Exercise guide
Dumbbell Full Swing
- Advanced
- Compound
- Rep-based
- Legs
- Shoulders
The Dumbbell Full Swing is an explosive compound movement that builds posterior chain power and overhead stability by driving a dumbbell from a hip hinge to a fully vertical position.
Reviewed by the Crucible team · Updated June 2026
Muscles worked
Setup
- Stand with your feet slightly wider than shoulder-width apart, with a dumbbell placed about a foot in front of you.
- Hinge at the hips with a flat back and slight knee bend to grasp the dumbbell handle with both hands.
- Tilt the dumbbell toward you and pull it back between your legs (the 'hike') to create initial momentum.
How to do it
- Snap your hips forward explosively, driving the dumbbell upward in a wide arc using the power from your glutes and hamstrings.
- Allow the momentum to carry the dumbbell all the way overhead until the weight is stacked directly over your shoulders, wrists, and hips.
- Exhale forcefully at the top of the movement while bracing your core to prevent overextending your lower back.

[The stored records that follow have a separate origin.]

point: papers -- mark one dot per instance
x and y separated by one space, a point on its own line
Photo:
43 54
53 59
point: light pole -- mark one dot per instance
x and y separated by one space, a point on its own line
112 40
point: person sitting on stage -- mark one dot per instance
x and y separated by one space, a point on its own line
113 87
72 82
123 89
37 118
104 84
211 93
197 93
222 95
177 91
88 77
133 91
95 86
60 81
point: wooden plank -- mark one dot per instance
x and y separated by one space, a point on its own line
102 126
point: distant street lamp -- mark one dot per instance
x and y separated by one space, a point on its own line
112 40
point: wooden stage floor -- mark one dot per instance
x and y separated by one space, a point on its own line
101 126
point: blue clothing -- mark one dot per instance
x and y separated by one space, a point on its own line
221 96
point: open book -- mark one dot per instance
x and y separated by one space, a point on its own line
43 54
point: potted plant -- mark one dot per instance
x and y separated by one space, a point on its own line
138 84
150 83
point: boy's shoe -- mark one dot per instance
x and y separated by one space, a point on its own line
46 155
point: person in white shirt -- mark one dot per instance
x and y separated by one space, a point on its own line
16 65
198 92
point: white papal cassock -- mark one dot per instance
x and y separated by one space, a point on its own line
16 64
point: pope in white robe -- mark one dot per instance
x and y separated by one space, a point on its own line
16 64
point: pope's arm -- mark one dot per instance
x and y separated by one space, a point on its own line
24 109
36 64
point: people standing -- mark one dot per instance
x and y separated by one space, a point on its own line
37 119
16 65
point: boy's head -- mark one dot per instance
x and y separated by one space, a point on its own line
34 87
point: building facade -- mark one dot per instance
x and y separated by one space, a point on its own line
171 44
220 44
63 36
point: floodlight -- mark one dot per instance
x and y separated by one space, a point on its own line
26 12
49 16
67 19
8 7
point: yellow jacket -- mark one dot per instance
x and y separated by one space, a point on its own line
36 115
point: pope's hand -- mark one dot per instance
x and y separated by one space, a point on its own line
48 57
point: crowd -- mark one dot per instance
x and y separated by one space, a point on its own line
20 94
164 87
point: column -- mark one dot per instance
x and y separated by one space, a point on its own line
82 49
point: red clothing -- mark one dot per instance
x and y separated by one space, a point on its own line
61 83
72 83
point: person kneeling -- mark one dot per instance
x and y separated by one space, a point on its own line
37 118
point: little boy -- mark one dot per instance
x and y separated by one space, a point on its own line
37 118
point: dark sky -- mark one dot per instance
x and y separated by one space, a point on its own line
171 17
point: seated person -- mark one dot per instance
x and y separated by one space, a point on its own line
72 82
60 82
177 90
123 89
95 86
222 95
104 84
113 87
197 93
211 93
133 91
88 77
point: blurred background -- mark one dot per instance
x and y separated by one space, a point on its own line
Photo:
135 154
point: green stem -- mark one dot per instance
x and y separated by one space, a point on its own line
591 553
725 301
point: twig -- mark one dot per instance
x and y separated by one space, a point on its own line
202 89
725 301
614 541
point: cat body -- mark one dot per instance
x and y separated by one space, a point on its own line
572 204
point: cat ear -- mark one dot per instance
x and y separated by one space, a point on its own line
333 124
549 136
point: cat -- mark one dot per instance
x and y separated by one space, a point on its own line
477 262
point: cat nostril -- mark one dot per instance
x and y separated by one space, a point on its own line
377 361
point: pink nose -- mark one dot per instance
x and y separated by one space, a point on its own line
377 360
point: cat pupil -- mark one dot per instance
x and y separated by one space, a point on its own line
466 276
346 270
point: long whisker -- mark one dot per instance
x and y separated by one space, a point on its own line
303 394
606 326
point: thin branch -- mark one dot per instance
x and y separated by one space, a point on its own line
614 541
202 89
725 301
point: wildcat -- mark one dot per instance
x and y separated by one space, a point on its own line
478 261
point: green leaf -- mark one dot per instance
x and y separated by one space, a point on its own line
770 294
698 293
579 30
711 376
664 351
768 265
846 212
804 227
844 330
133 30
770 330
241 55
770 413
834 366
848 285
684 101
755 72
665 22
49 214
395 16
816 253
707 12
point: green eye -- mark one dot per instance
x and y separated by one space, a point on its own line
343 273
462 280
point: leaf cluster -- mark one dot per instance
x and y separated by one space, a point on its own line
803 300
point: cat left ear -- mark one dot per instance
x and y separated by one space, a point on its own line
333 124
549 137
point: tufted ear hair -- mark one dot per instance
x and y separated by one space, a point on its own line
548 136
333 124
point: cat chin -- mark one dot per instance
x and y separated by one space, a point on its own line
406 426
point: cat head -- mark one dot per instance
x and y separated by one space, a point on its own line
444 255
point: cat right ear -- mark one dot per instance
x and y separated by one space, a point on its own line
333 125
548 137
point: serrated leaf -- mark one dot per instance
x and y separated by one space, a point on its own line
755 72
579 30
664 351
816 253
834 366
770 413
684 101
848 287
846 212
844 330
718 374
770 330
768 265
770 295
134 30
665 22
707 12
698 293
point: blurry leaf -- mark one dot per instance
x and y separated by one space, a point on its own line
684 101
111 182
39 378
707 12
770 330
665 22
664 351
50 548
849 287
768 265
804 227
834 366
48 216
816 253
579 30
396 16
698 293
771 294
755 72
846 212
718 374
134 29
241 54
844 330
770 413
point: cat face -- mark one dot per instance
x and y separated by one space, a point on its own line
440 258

- Follow the dumbbell's path back down, hinging at the hips once your upper arms touch your ribcage to transition into the next rep.
Form checklist
- Maintain a neutral spine and avoid rounding your lower back during the hinge.
- Ensure the power comes from the hip snap, not by 'muscling' the weight up with your arms.

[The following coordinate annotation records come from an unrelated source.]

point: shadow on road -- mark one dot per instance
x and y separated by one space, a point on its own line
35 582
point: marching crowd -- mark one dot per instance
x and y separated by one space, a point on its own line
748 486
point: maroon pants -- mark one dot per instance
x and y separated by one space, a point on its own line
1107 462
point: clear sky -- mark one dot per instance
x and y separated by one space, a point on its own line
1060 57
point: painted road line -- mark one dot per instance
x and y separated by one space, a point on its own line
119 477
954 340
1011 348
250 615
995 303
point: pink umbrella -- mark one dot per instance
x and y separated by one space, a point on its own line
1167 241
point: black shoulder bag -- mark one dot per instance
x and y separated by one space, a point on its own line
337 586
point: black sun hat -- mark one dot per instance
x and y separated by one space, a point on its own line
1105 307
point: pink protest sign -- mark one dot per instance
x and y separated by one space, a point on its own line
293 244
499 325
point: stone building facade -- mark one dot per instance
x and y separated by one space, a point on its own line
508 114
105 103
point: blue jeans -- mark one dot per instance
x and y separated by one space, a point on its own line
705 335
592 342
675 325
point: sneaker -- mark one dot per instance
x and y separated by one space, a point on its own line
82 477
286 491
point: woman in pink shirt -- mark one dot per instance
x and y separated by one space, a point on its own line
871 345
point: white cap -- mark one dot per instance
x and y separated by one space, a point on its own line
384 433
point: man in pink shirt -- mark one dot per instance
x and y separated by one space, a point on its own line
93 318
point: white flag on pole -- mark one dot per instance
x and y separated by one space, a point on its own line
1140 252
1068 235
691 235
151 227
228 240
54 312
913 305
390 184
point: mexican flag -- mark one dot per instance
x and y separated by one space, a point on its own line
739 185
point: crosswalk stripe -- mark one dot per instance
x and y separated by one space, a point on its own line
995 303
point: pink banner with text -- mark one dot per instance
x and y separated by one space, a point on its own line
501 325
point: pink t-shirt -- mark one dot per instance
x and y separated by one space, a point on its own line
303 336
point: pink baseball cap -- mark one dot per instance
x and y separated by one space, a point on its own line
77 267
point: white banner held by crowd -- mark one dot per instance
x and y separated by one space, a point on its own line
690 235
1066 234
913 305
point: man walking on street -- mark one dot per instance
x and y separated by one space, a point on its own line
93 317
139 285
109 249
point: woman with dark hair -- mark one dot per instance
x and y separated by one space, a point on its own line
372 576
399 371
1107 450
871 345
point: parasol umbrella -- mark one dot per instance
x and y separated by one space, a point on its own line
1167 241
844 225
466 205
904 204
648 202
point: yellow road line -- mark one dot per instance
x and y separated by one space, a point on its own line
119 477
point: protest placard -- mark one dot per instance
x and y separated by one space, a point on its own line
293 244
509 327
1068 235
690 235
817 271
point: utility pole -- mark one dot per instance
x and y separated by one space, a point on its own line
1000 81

- Keep your heels planted firmly on the ground throughout the entire movement.
- At the top of the swing, tuck your ribs down to engage your abs and protect your spine.
Pro tips
- Focus on a 'wait-and-hinge' approach: let the dumbbell fall naturally and only hinge at the hips at the last possible second before it hits your groin.

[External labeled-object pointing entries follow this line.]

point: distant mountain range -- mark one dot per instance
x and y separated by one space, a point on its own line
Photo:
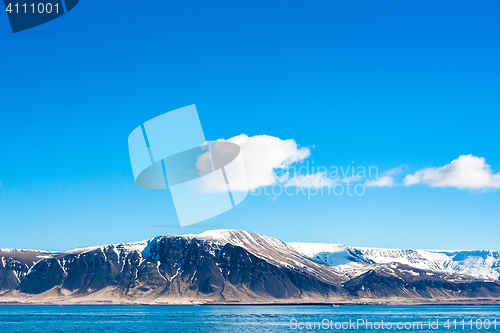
232 266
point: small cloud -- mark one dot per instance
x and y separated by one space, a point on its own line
264 154
465 172
351 179
393 172
384 181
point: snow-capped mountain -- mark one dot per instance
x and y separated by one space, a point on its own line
481 264
226 266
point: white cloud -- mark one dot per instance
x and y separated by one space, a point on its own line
384 181
264 154
466 172
393 172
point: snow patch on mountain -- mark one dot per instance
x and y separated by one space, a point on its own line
482 264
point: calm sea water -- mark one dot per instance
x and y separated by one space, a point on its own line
138 319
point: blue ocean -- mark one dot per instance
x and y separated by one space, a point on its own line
108 318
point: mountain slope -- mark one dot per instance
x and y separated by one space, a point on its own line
481 264
226 266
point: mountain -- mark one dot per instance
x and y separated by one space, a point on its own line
232 266
481 264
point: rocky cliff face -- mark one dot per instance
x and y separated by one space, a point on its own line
220 266
15 265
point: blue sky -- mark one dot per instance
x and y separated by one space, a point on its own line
385 83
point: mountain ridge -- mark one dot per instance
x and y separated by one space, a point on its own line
234 266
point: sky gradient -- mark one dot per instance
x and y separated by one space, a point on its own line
386 83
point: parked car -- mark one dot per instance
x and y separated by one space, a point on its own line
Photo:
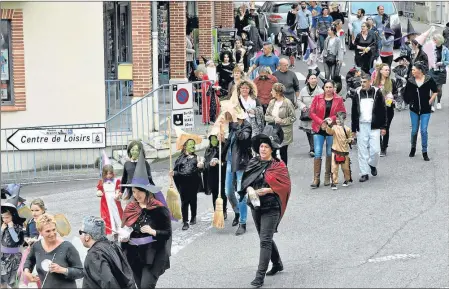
272 17
350 11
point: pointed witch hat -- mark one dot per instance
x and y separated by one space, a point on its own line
140 177
388 30
410 29
422 38
10 205
183 137
206 61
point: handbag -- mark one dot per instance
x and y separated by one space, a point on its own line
330 59
305 115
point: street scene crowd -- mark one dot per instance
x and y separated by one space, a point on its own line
255 104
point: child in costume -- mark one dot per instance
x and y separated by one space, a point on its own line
37 208
211 167
134 149
12 238
108 189
340 149
187 176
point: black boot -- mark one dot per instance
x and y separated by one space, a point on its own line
185 226
241 230
258 281
275 268
235 222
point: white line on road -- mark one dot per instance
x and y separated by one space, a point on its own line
394 257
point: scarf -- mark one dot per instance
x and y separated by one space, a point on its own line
133 210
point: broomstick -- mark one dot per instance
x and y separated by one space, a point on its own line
218 221
173 198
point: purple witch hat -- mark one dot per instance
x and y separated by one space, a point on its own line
141 180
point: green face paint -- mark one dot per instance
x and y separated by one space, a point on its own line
190 146
214 141
135 152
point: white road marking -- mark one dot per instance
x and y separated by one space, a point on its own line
394 257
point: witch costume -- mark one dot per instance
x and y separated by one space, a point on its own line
148 256
272 174
187 177
12 238
212 165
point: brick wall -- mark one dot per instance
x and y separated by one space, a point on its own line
205 11
17 53
227 15
178 24
217 12
141 47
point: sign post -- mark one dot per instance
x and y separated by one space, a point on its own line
58 138
182 106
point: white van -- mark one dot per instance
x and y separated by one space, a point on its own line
350 8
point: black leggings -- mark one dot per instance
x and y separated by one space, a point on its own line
192 200
283 152
384 139
387 59
144 278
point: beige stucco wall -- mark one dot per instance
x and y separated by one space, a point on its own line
64 60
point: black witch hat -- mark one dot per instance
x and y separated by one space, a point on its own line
388 30
10 205
272 135
140 177
410 29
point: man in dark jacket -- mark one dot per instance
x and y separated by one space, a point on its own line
237 153
369 121
105 265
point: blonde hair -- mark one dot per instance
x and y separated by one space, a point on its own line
38 202
44 220
388 85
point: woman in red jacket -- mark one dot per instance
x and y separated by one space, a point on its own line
324 108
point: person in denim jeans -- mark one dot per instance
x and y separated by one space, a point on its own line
420 92
324 107
236 152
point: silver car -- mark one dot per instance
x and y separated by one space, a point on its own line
272 17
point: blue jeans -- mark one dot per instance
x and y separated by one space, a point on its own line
239 207
318 142
418 120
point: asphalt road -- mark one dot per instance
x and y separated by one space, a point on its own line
391 231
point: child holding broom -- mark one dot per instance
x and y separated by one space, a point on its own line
211 166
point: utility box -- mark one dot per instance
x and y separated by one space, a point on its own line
125 71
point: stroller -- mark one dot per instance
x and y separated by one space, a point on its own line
289 42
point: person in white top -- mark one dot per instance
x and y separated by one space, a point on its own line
369 121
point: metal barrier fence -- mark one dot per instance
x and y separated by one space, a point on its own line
143 118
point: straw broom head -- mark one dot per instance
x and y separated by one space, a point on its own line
218 221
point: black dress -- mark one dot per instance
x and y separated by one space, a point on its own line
225 77
188 182
149 261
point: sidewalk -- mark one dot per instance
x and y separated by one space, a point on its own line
421 26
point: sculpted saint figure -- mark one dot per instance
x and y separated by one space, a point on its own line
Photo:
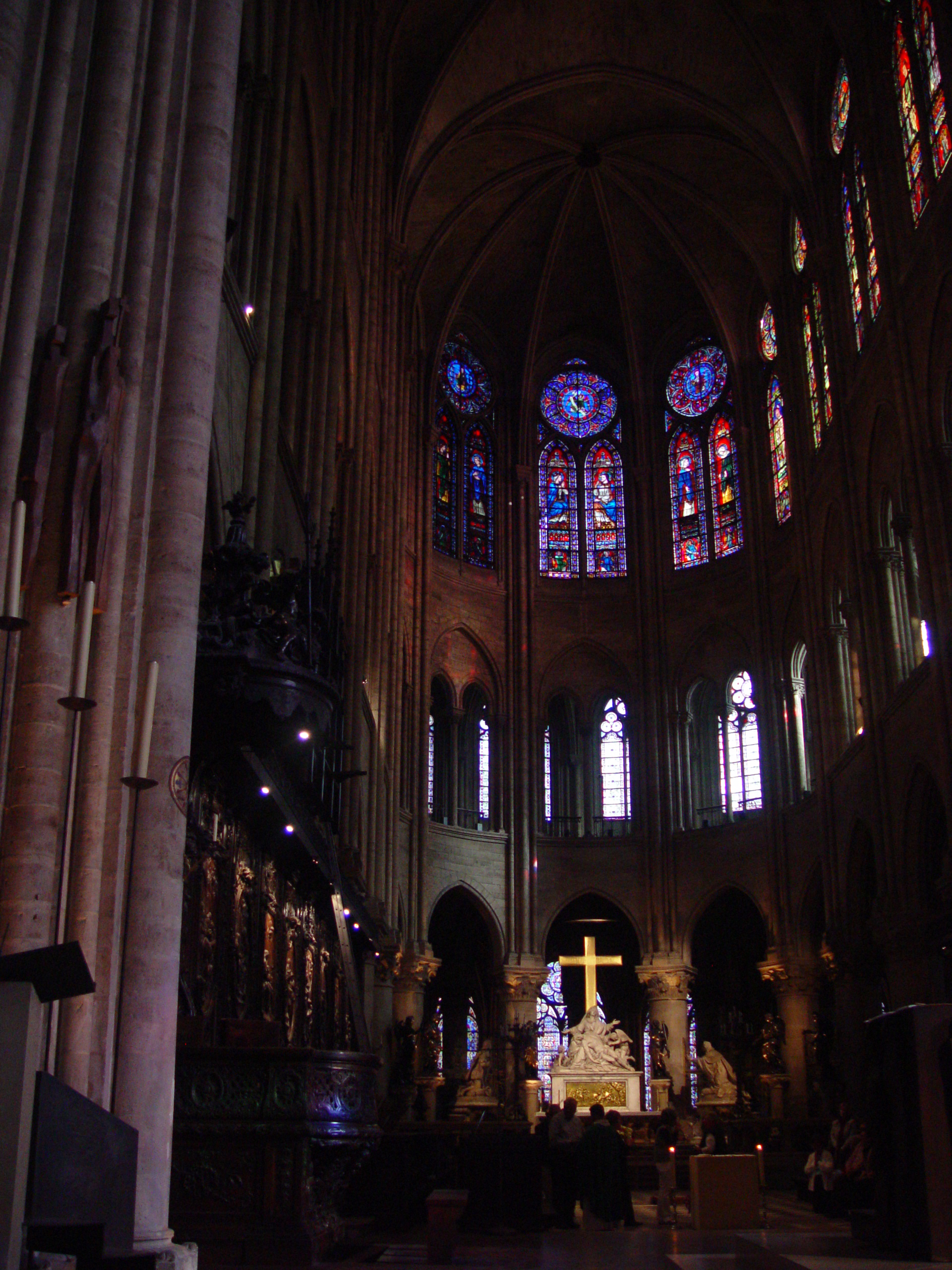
719 1076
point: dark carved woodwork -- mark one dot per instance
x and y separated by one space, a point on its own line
39 448
264 1146
89 501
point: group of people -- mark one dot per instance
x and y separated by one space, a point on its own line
839 1170
590 1164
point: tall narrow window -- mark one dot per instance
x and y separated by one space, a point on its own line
484 769
445 486
687 501
740 749
559 520
725 489
856 291
615 762
477 506
431 756
865 216
547 771
924 33
908 121
604 512
778 451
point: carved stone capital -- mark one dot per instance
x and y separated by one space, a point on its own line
665 982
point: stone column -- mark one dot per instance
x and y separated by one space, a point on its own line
667 982
795 982
146 1028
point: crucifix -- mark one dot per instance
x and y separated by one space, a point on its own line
591 962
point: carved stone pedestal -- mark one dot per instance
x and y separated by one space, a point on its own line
264 1143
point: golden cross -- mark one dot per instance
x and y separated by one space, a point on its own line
590 960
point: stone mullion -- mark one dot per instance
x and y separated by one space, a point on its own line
146 1042
85 889
36 789
264 293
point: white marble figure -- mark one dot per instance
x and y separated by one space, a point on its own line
720 1079
597 1047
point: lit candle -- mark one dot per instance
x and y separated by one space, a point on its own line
14 561
145 728
84 627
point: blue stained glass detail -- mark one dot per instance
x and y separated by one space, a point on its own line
477 512
697 381
604 512
445 484
559 518
687 479
578 403
725 489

- Imagine 'punching' the ceiling at the top of the movement to ensure active shoulder engagement and stability.
Make it harder
- Perform the swing with a single arm to significantly increase the demand on your core for anti-rotation stability.
- Incorporate a 'power' variation by actively pulling the dumbbell down from the top position to increase the eccentric load.
Frequently asked
- What muscles does the dumbbell full swing work?
- The dumbbell full swing primarily targets the erector spinae, glutes, and hamstrings, and also works the abs, adductors, calves, deltoids, obliques, pectorals, quadriceps, and serratus anterior as secondary muscles.
- What equipment do you need for the dumbbell full swing?
- The dumbbell full swing uses dumbbell.
- Is the dumbbell full swing good for beginners?
- The dumbbell full swing is rated advanced. Build a base with simpler variations first, then progress to it with light load and strict form.